Umstritten ist in Deutschland die Forderung Macrons nach einem Finanzminister für die Eurozone und zusätzlichen fiskalischen Kapazitäten zur Abfederung asymmetrischer Schocks, die aber nicht definiert werden. Doch hat Wolfang Schäuble als erster so etwas wie einen europäischen Finanzminister vorgeschlagen. Er wollte in der Kommission einen Währungskommissar installieren, der auf die Haushaltsführung der Mitgliedstaaten unmittelbarer einwirken könne. Das war damals zugleich eine Bloßstellung seiner Kanzlerin, hatte diese doch mit der Brechstange einen gehärteten Fiskalpakt – freilich außerhalb des EU-Vertragswerks – auf dem Eurogipfel vom 8. November 2011 durchgeboxt. Schäuble hätte seinen Vorschlag nicht gemacht, wenn er geglaubt hätte, dass ein solcher Fiskalpakt die Mitgliedstaaten wirksam hätte disziplinieren können.
Folgt der Gelben Karte keine Rote, ist auch die Gelbe unwirksam
Inzwischen wissen es alle: Weder ein gehärtetes Regelwerk noch ein eigens installierter Aufpasser können die notwendige Regeltreue erzwingen. Es ist wie bei einem Fußballspiel: Wenn bei einem Foul die gelbe Karte gezeigt wird, aber bei der nächsten Regelwidrigkeit keine rote Karte folgt und damit der Platzverweis, können noch so viele gelbe Karten hochgezogen werden; das Foulspiel wird nicht enden. Wissen die Mitglieder der Eurozone, dass sie unter allen Umständen in der Eurozone gehalten werden, dann neigen sie zu Moral Hazard – Verletzung der Spielregeln zum eigenen Vorteil.

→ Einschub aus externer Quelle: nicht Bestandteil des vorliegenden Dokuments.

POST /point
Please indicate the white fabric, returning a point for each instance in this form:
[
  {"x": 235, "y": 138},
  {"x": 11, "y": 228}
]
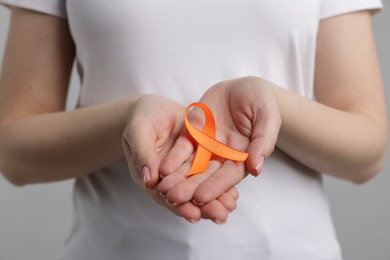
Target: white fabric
[{"x": 179, "y": 49}]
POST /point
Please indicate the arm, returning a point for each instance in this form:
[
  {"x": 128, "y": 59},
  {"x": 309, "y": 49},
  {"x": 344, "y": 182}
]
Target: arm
[
  {"x": 344, "y": 133},
  {"x": 40, "y": 142}
]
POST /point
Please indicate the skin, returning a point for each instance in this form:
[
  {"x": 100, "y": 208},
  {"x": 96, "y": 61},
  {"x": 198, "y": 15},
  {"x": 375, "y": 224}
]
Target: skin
[
  {"x": 345, "y": 129},
  {"x": 39, "y": 141},
  {"x": 349, "y": 96}
]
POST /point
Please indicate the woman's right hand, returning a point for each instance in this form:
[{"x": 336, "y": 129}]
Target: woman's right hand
[{"x": 154, "y": 125}]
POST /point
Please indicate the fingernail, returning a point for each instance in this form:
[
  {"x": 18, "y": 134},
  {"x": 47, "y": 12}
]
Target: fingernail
[
  {"x": 192, "y": 220},
  {"x": 162, "y": 194},
  {"x": 145, "y": 174},
  {"x": 197, "y": 203},
  {"x": 259, "y": 165},
  {"x": 172, "y": 204},
  {"x": 219, "y": 222}
]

Die eigentliche Aufgabe eines europäischen Finanzministers für die Eurozone wäre also zu verhüten, dass sich in einzelnen Ländern anbahnende Krisen die gesamte Währungsunion erfassen. Er wäre in Wirklichkeit eine Art Feuerwehr, die aber über genügend finanzielle Mittel verfügen müsste, um wirkungsvoll präventiv wirken zu können. In der Praxis läuft also Macrons Vorschlag auf eine Drainage hinaus, die Steuermittel in notleidende Staaten pumpt. Um hierauf zu kommen, muss man nicht Hellseher sein. Wahrscheinlich werden zunächst finanzielle Mittel in homöopathischen Dosen zugesagt werden. Wenn es irgendwo brennt, wird man mehr brauchen. Wenn die Unauflöslichkeit der Währungsunion beschlossene Sache ist, werden die potentiellen Geberländer nicht nein sagen können.

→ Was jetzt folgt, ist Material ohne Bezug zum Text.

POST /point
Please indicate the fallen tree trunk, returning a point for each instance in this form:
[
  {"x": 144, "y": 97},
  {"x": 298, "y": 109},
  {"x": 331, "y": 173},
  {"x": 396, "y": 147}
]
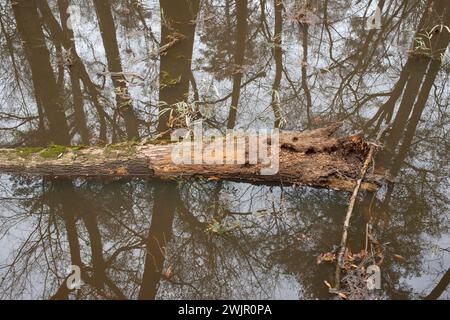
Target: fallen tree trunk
[{"x": 313, "y": 158}]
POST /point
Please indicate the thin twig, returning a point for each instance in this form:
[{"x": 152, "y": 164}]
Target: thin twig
[{"x": 341, "y": 257}]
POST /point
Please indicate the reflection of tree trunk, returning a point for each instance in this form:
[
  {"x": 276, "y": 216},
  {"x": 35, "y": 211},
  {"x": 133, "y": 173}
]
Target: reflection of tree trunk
[
  {"x": 59, "y": 196},
  {"x": 177, "y": 26},
  {"x": 124, "y": 102},
  {"x": 77, "y": 64},
  {"x": 95, "y": 240},
  {"x": 440, "y": 287},
  {"x": 241, "y": 37},
  {"x": 159, "y": 236},
  {"x": 305, "y": 87},
  {"x": 278, "y": 54},
  {"x": 417, "y": 66},
  {"x": 29, "y": 27},
  {"x": 78, "y": 105}
]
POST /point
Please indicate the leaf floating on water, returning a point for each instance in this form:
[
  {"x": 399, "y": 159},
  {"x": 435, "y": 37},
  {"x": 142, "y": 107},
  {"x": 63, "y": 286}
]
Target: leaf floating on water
[
  {"x": 328, "y": 257},
  {"x": 399, "y": 258}
]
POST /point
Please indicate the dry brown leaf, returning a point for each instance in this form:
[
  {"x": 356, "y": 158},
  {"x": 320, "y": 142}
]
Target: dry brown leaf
[{"x": 168, "y": 274}]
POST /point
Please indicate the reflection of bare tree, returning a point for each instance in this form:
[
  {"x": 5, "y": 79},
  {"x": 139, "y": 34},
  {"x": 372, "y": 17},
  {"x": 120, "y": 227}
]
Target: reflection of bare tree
[
  {"x": 124, "y": 102},
  {"x": 178, "y": 26},
  {"x": 440, "y": 287},
  {"x": 241, "y": 38},
  {"x": 47, "y": 92}
]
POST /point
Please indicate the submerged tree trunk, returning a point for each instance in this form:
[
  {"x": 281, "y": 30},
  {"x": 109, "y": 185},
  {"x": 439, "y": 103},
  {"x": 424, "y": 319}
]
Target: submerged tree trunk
[{"x": 313, "y": 158}]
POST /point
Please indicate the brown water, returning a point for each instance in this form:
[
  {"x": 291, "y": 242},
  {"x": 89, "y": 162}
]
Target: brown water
[{"x": 245, "y": 64}]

Die Argumentationslinie lässt sich leicht nachvollziehen. Die Währungsunion ist inzwischen das Kernstück der Europäischen Integration geworden. Deren Vorantreiben entspricht zugleich dem Wunsch der Mitglieder des EP nach mehr Europa. Dass damit wieder ein Stück nationaler Souveränität verloren geht, ist in ihren Augen gerechtfertigt, weil so das europäische Aufbauwerk erhalten bleibe, was allen Mitgliedern der Eurozone zum Vorteil gereiche. Wird sich der Politiker Wolfgang Schäuble dieser Argumentation anschließen oder wird der Ökonom Schäuble den Marsch in die Transferunion nicht mitgehen wollen, weil Transfers eine Gemeinschaft zwar überleben, aber nicht gesunden lassen?